I don’t care what they say, moving is not an easy thing. It has been hard to leave my family in Sale, and Bathurst before that.

Thankfully it is moving among families not changing families. Moving among families as I have often done, is not like when a snake simply sloths off its old skin, it’s more like an ever growing number of interconnected Babushka dolls sitting inside each other, one encompassing the other.

To my new family thank you for the welcome. I do look forward to settling in among you and working with you.

St Pope Paul VI had a wonderful image of being a shepherd. Sometimes, he said, it means walking before and beckoning, posting out the way; sometimes it means being behind and pushing like mad; and most times it means being with those to whom you are shepherd. The shepherd is one who has the mission of drawing people into communion. I hope that that is what will characterise my time in Adelaide. I wish to be a Good Shepherd in that way, so that God may be All in All.

In a world determined to be more individualistic, the deep Christian impulse is one of driving us to communion. At times this is counter cultural, yet it reveals at the deepest level who we are, who we claim to be, who we seek to be.

We are instruments of communion with God, ourselves, our neighbour, and the whole of creation. We seek to preach the Gospel to the people of our time, to make it life-giving, make it a real experience of communion, even in an imperfect world.

I would hope that we as good earthly and heavenly citizens can continue to make a profound contribution to the fabric of society, especially in being like the Angel Gabriel, tapping our society and our people on the shoulder reminding them of their dignity.

We want to allow the voice of those who have not a voice, to be heard. Communion is the organising principle of all that we must and ought do. It is the main modality in which we seek to be of service to our God, neighbour, our best selves and the whole of creation.

The journey thus far of the Plenary Council has taught us much, about listening and what God’s mission is, and the need to listen, to God and to one another. That takes time. COVID has given us more time.

As providence would have it both the coat of arms of the Archdiocese of Adelaide and my own, feature a boat. Every sail needs a boat, every boat a direction and ocean, every direction a navigator.

I pray that it will be that there be one boat.
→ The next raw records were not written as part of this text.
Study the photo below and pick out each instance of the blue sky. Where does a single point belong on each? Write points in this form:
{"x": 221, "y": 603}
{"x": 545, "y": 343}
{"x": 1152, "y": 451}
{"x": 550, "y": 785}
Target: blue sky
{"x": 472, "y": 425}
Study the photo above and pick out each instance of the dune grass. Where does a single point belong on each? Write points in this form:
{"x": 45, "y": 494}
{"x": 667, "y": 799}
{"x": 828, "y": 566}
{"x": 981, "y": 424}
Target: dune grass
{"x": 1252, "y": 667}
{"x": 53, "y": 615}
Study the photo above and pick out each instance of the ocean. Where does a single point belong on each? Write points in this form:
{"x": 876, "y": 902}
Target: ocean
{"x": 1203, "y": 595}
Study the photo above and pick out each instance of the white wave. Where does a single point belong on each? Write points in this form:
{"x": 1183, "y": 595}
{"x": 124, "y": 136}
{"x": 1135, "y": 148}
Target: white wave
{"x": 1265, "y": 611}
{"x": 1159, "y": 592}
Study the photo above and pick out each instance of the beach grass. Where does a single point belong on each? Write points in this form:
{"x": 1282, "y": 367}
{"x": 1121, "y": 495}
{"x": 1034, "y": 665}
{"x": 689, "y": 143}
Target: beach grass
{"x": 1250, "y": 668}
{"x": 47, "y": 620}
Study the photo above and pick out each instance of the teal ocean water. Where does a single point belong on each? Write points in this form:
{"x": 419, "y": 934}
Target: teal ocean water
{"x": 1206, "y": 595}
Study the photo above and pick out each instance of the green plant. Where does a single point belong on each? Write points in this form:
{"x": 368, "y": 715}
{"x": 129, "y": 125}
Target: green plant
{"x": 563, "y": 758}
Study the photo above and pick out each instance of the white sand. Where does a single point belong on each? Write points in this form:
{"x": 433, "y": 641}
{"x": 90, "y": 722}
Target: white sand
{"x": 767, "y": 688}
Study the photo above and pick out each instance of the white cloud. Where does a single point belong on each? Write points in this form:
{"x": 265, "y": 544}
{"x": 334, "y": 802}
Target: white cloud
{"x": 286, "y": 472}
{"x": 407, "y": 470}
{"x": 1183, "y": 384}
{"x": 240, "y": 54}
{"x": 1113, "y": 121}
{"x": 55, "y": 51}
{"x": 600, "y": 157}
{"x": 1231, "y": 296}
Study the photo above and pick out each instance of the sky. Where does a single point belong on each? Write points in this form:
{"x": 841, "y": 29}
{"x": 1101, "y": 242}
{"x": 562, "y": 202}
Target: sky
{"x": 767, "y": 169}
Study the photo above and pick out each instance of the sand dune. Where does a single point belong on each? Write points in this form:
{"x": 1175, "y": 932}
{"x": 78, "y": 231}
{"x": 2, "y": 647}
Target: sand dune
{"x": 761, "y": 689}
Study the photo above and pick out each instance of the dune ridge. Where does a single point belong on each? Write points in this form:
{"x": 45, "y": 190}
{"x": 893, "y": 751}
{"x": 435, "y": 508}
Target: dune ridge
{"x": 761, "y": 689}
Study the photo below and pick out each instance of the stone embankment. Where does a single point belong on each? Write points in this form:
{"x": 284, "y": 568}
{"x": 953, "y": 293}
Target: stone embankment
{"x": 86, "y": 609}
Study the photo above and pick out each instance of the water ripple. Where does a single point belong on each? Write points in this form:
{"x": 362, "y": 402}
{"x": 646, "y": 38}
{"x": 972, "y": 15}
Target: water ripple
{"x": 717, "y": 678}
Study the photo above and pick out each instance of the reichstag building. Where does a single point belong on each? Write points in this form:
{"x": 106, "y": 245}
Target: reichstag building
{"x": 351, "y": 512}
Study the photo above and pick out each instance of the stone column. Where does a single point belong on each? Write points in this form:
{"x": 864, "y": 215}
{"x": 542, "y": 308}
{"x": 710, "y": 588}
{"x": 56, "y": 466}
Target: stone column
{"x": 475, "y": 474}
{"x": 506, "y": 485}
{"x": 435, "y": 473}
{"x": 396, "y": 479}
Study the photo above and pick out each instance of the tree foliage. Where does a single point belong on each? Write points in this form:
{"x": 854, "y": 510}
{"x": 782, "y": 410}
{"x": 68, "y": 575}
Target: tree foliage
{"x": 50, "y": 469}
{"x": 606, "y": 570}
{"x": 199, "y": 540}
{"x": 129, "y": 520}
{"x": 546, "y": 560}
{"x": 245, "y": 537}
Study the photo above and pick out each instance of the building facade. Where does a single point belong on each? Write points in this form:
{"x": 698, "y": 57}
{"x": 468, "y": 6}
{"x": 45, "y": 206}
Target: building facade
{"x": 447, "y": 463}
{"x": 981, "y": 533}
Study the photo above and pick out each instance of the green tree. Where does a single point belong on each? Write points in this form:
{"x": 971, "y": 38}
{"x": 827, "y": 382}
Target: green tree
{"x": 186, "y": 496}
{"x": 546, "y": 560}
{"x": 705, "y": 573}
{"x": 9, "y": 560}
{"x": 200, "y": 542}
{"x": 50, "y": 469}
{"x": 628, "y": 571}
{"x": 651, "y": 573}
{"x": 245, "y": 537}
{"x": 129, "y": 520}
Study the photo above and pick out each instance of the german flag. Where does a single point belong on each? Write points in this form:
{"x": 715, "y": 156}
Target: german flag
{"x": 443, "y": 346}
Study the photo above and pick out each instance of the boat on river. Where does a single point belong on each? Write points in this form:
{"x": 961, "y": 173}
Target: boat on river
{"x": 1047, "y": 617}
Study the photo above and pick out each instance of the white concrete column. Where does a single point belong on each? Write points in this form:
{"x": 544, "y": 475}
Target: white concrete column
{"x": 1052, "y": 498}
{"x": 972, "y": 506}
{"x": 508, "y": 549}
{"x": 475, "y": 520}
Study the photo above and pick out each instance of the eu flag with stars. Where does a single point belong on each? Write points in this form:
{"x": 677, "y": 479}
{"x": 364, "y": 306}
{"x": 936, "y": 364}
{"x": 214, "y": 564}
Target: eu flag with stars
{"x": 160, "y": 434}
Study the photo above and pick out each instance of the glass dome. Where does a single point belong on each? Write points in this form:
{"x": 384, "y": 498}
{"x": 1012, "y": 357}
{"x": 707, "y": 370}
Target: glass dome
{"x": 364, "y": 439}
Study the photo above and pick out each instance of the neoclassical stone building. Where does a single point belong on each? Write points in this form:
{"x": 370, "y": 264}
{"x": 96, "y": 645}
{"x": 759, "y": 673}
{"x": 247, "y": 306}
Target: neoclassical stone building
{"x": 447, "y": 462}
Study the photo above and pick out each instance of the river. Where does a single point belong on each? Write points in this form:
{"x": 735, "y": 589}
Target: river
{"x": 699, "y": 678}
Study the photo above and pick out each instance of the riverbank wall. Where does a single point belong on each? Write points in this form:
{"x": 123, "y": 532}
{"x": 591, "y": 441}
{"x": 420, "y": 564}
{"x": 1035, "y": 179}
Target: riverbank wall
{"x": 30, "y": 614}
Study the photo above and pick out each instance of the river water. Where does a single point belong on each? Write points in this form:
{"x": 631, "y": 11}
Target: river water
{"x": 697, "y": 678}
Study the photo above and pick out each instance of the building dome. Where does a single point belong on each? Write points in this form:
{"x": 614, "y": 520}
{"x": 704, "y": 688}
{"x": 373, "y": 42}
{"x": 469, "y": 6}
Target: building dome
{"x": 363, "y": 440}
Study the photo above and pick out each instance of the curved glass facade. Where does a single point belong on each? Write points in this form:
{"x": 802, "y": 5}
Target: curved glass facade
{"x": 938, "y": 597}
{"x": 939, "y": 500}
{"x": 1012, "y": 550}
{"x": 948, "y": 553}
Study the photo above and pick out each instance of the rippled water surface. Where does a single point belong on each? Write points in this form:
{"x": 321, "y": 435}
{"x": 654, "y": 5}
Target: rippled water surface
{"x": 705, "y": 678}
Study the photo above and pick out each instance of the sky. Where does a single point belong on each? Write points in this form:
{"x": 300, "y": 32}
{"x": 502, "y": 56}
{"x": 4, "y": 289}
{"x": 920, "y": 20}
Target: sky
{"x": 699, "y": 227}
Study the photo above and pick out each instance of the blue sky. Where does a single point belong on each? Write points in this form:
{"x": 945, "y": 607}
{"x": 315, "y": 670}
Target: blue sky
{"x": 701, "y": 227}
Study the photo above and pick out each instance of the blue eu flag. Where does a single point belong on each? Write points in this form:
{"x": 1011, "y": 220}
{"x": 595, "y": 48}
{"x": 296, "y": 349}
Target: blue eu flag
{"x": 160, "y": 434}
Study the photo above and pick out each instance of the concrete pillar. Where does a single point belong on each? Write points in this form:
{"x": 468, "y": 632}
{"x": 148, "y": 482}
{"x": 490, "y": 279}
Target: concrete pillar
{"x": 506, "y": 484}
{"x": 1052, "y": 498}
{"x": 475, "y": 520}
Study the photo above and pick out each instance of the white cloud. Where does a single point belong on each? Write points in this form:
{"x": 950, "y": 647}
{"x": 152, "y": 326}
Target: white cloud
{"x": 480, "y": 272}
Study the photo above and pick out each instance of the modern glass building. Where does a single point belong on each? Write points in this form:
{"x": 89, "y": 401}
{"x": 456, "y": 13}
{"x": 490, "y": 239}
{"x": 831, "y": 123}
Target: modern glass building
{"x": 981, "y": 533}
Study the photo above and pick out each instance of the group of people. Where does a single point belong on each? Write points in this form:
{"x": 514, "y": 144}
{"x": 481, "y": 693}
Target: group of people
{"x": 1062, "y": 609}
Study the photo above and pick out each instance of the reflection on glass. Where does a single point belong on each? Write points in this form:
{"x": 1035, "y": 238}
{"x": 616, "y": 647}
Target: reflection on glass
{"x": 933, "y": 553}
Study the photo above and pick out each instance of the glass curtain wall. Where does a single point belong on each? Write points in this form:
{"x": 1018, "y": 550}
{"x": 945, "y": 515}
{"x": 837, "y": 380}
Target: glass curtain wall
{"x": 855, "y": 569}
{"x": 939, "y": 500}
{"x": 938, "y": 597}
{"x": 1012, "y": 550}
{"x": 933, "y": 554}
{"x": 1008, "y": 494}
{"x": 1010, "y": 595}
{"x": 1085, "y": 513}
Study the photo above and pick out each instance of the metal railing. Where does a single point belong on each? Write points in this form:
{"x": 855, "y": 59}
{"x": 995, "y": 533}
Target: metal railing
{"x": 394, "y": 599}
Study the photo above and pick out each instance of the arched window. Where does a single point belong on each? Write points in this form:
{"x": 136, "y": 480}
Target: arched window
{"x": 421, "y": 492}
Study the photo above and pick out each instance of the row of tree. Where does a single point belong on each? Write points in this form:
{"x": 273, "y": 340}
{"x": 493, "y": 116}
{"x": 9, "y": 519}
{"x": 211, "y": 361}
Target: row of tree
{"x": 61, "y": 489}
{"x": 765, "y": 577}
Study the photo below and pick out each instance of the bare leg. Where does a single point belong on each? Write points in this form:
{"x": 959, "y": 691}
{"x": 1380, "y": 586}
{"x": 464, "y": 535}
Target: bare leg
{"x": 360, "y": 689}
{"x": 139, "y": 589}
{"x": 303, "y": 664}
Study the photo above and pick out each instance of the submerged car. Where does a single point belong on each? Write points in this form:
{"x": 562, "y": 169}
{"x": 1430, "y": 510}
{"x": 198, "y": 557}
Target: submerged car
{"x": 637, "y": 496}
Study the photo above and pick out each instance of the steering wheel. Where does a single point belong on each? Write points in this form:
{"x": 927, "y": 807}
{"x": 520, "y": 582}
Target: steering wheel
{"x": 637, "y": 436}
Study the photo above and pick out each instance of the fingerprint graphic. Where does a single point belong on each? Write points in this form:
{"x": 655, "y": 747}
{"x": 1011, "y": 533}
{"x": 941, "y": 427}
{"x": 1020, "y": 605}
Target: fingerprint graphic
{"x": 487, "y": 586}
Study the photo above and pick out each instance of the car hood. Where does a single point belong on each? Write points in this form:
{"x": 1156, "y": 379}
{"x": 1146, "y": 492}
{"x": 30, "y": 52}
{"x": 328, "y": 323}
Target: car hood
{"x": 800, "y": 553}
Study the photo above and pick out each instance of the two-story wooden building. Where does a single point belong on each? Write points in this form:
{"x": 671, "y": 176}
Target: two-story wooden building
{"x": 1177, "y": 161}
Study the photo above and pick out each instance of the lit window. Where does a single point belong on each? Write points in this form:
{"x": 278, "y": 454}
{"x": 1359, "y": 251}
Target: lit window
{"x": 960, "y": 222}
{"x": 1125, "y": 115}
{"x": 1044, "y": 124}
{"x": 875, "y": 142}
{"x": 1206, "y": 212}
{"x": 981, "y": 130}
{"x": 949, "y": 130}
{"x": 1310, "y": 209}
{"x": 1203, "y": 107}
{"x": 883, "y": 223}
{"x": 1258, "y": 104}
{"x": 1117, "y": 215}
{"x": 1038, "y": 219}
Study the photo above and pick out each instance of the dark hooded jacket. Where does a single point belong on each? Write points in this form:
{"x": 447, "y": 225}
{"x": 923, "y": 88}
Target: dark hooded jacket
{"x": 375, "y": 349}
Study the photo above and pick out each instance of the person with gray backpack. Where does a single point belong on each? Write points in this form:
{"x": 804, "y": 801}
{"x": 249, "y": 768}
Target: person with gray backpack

We have Christ as our direction and course, we have the mighty powerful wind of the Spirit behind us, we seek to navigate the course together.

Amado Nervo, a Mexican poet and mystic, wrote: ‘Alone we are a spark, but in the Spirit we are a fire. Alone we are only a string, but in the Spirit we are a lyre. Alone we are only an anthill, but in the Spirit we are a mountain Alone we are only a drop, but in the Spirit we are a fountain. Alone we are only a feather, but in the Spirit we are a wing. Alone we are only a beggar, but in the Spirit we are a King.’

Yesterday afternoon I decided to do for a walk to clear my mind a little. Not long after I started I noticed a new piece of concrete in the footpath. It said “We can do this”. God’s daily interventions are ever present.

This was encouraging to me, and with God’s help, the Spirit’s overshadowing, ‘we can do this’ together.

Just over five years ago, I came to adopt the prayer ‘God is good’, and its response, ‘God is good indeed’. Since that day I have repeated that phrase many times. Nothing has happened in that time that has caused me to stop saying it, for as long as God wants me here, may it be so.